The Adriatic Riviera's mountain drama — Biokovo rising 1,762m directly behind a pebble beach promenade of baroque churches and Franciscan monasteries

Makarska is the central town of the Makarska Riviera — a 60km stretch of Adriatic coastline where grey limestone mountains drop almost vertically to pebble beaches. The town centres on a palm-lined Riva promenade, a 17th-century Franciscan monastery with one of Europe's most comprehensive shell collections (over 3,000 Adriatic mollusc specimens), and a baroque St Mark's Church. Biokovo Nature Park rises directly behind town: Sveti Jure (1,762m) can be reached on foot from the beach in under 4 hours, with a via ferrata accessible to non-climbers and a glass Skywalk at 1,228m above the sea.
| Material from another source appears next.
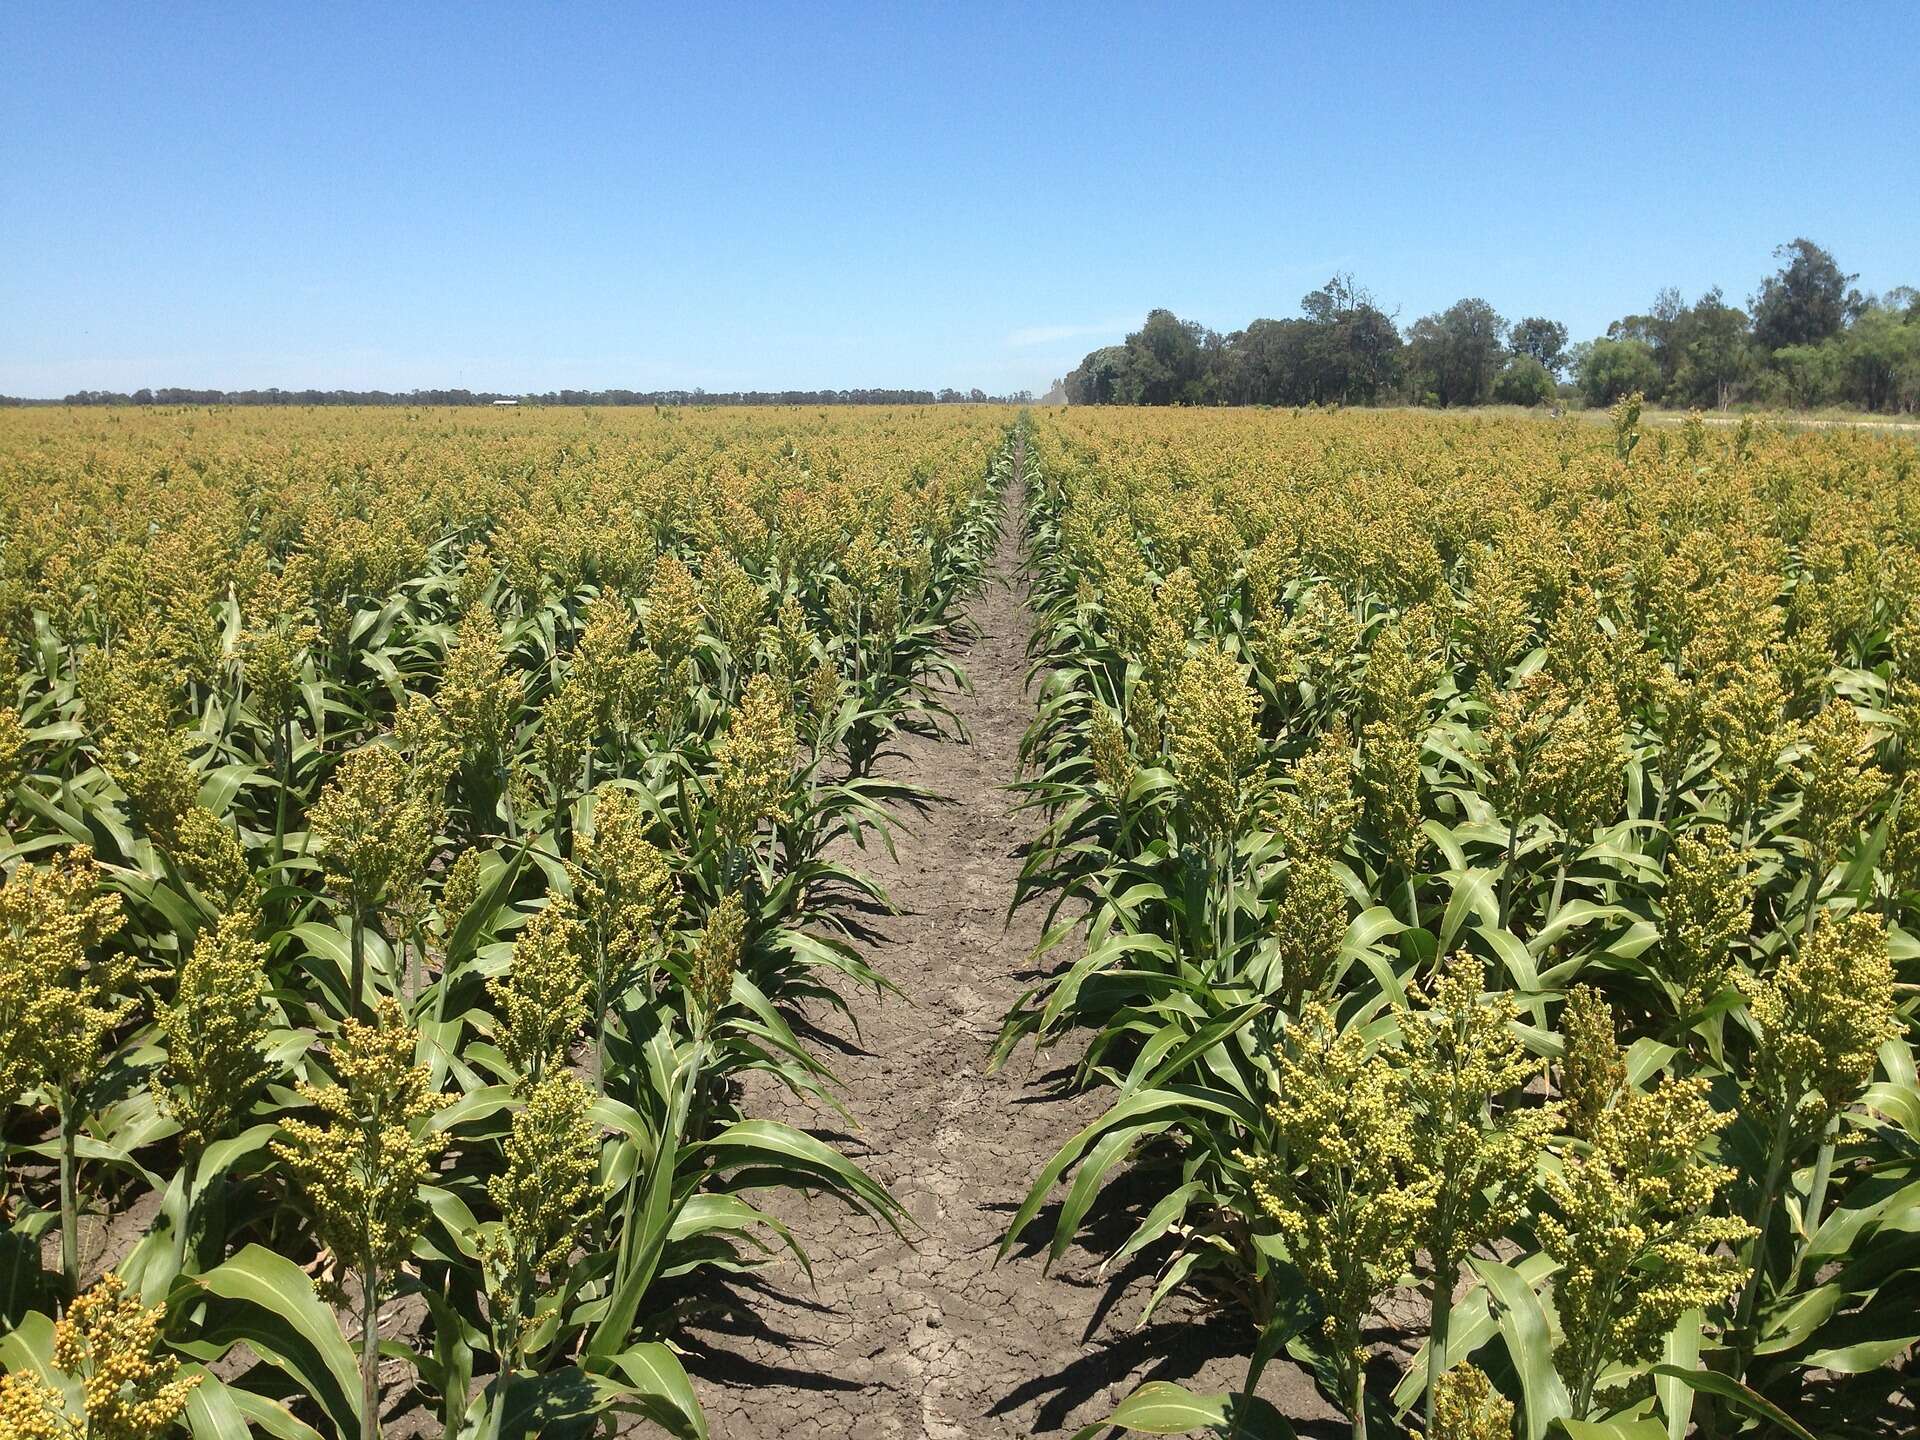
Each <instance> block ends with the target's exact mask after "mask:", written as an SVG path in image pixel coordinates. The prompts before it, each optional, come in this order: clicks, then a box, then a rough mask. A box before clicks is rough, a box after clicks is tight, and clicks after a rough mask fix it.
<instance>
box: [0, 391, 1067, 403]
mask: <svg viewBox="0 0 1920 1440" xmlns="http://www.w3.org/2000/svg"><path fill="white" fill-rule="evenodd" d="M497 401H513V403H516V405H1027V403H1031V401H1033V392H1029V390H1016V392H1014V394H1010V396H989V394H987V392H985V390H979V388H973V390H952V388H947V390H547V392H541V394H511V392H505V390H182V388H179V386H163V388H159V390H132V392H121V390H77V392H73V394H71V396H61V397H60V399H21V397H15V396H0V405H493V403H497Z"/></svg>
Makarska has been settled since Illyrian times. Unusually for the Dalmatian coast, the town was under Ottoman sovereignty for much of the 15th–17th centuries rather than Venetian — which gave it a stronger Franciscan presence and a more inland-connected culture with the Neretva valley and Herzegovinian hinterland. The Franciscan monastery predates Venetian reconquest and remains the cultural anchor of the old town. The 20th century brought mass Yugoslav tourism infrastructure from the 1960s, leaving concrete hotels behind the old centre but leaving the promenade and monastery intact.